6. En troisième lieu, aux termes de l'article L. 422-1 du code de l'entrée et du séjour des étrangers et du droit d'asile : " L'étranger qui établit qu'il suit un enseignement en France ou qu'il y fait des études et qui justifie disposer de moyens d'existence suffisants se voit délivrer une carte de séjour temporaire portant la mention " étudiant " d'une durée inférieure ou égale à un an.
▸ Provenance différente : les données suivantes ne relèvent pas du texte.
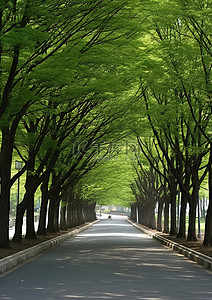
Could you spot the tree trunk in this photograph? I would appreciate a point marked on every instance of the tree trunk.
(159, 218)
(63, 209)
(5, 169)
(133, 212)
(193, 206)
(173, 193)
(166, 216)
(51, 227)
(208, 222)
(30, 220)
(44, 206)
(21, 208)
(182, 228)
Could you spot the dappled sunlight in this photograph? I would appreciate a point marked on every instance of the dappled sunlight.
(135, 235)
(112, 261)
(112, 224)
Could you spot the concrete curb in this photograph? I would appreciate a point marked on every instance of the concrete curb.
(16, 259)
(198, 257)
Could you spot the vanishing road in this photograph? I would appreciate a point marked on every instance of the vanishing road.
(110, 260)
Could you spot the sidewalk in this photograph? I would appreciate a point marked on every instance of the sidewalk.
(110, 260)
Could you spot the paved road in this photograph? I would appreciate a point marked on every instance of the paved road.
(111, 260)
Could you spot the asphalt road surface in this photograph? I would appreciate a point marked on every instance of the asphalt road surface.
(110, 260)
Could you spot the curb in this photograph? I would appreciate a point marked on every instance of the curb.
(193, 255)
(16, 259)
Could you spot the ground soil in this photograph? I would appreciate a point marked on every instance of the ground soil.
(196, 245)
(27, 243)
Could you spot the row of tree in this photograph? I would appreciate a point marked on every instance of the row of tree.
(79, 76)
(61, 96)
(175, 95)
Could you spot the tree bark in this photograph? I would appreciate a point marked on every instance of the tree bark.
(208, 221)
(44, 206)
(5, 175)
(159, 218)
(166, 216)
(182, 226)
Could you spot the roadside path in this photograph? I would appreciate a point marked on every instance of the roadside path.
(110, 260)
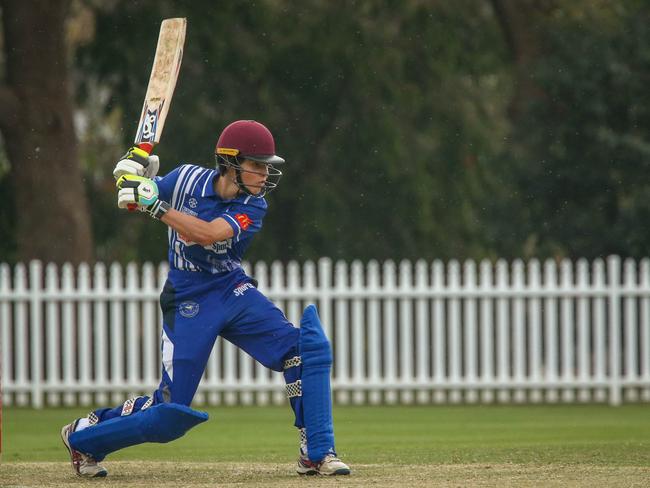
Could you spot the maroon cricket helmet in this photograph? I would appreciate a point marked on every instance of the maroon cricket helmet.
(248, 139)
En cas de nécessité liée au déroulement des études ou lorsque l'étranger a suivi sans interruption une scolarité en France depuis l'âge de seize ans et y poursuit des études supérieures, l'autorité administrative peut accorder cette carte de séjour sous réserve d'une entrée régulière en France et sans que soit opposable la condition prévue à l'article L. 412-1. Cette carte donne droit à l'exercice, à titre accessoire, d'une activité professionnelle salariée dans la limite de 60 % de la durée de travail annuelle. ". Aux termes de l'article R. 433-2 du même code : " L'étranger déjà admis à résider en France qui sollicite le renouvellement d'une carte de séjour pluriannuelle présente à l'appui de sa demande les pièces prévues pour une première délivrance de la carte de séjour temporaire correspondant au motif de séjour de la carte de séjour pluriannuelle dont il est détenteur et justifiant qu'il continue de satisfaire aux conditions requises pour celle-ci ainsi, le cas échéant, que les pièces particulières requises à l'occasion du renouvellement du titre conformément à la liste fixée par arrêté annexé au présent code () ".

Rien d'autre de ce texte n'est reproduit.